Il procedimento è di una semplicità disarmante: si pone l’aroma direttamente nella grappa bianmca e si lascia macerare, in acciaio inox o vetro. La difficoltà consiste nelle dosi e nel tempo di macerazione. Esse dipendono da una moltitudine di fattori che solo la gestione con assaggi ripetuti riesce a dare un prodotto eccellente. Nessuna misura e nessuna ripetibilità assoluta.

Basti pensare alle caratteristiche della ruta, se ipotizziamo una grappa alla ruta. Una pianta non è come un’altra, mai.

Un altro fattore che dobbiamo considerare, ma sul quale possiamo esprimere qualche concetto valido in linea generale, è la gradazione della grappa bianca.

La grappa che si sceglie deve essere adatta all’aroma che si vuole utilizzare. In linea generale grappe più alcoliche (60°-65°) dovranno utilizzarsi per elementi più tenui (fiori, foglie, parti verdi, frutta fresca, ecc.) e via via più leggere per parti di pianta più aromatiche (55°-60° per le radici, 45°-50° per le cortecce).

Ovviamente mi aspetto che ci sia qualcuno che smentisce immediatamente spiegandomi che la sua grappa con le pere cosce la fa con un distillato a bassa gradazione e qualcun altro che fa una eccellente grappa alla liquirizia a 65°.

Ci sta tutto, alla aromatizzazione l’unico limite è la fantasia e la pazienza.

Trovo barocco e insulso usare grappe invecchiate aromatizzate, se invece si usa aromatizzare grappe aromatiche siamo nell’ordine del trucco o della pura idiozia.

Con la macerazione indiretta si prepara un infuso delle essenze desiderate in alcool secondo la propria ricetta e, successivamente, si aggiunge l’infuso alla grappa secondo proporzioni apposite e lasciando il composto maturare per un certo periodo di tempo in modo da consentire una uniformità di prodotto.
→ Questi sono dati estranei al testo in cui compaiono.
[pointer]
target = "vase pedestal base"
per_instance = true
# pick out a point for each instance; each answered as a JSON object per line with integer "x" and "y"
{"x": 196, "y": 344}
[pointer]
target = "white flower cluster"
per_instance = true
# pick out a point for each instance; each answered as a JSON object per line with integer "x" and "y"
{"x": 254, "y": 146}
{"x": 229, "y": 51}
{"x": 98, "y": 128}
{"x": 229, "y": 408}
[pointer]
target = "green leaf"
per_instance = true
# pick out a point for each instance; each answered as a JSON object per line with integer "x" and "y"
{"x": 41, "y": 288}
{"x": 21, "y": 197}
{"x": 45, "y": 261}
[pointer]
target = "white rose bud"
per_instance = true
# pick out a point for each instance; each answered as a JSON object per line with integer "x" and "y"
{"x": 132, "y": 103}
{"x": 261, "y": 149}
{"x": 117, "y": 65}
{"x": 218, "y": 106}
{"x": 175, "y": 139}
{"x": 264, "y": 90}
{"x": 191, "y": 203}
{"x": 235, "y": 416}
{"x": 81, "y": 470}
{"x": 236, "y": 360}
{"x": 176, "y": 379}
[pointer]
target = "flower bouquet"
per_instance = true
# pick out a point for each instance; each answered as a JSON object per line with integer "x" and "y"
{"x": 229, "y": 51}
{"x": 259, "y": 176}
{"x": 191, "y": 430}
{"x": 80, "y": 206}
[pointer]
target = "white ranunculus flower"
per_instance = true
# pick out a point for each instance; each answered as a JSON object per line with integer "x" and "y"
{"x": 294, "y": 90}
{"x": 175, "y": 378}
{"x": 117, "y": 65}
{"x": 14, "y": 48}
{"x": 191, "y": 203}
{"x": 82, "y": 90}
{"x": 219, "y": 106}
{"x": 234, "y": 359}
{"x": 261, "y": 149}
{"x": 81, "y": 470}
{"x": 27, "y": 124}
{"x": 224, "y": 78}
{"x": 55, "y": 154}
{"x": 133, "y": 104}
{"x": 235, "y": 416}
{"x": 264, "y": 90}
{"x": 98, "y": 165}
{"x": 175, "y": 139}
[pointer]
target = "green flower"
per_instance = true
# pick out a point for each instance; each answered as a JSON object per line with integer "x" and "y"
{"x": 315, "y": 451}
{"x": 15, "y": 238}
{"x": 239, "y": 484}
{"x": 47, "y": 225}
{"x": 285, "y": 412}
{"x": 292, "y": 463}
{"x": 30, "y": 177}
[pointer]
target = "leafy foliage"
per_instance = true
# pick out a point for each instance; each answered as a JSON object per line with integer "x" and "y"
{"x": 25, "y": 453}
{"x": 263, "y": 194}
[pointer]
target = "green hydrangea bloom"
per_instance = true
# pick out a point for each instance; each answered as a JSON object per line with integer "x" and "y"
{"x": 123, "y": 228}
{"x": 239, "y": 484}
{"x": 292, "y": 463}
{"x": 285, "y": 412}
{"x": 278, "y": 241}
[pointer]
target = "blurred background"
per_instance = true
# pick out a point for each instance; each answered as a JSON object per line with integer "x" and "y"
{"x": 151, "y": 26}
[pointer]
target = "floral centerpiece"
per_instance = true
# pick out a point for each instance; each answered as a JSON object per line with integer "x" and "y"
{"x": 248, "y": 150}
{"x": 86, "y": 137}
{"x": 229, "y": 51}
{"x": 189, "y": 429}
Le grappe così aromatizzate sono certamente più “normate” ma perdono in freschezza.

La distillazione diretta è operata distillando le piante officinali e aggiungendo il distillato alla grappa. Vale solo per aggiunte ricche di oli essenziali. Le piante ricche di sostanze amaricanti (ruta, genziana, salvia, ortica …) non possono essere trattate in questo modo perché la distillazione non trae quel sapore.

Di grappe aromatizzate ve ne sono millanta, di grappe perfette molto poche. Ce le faremo raccontare la prossima volta da uno che ne capisce qualcosa.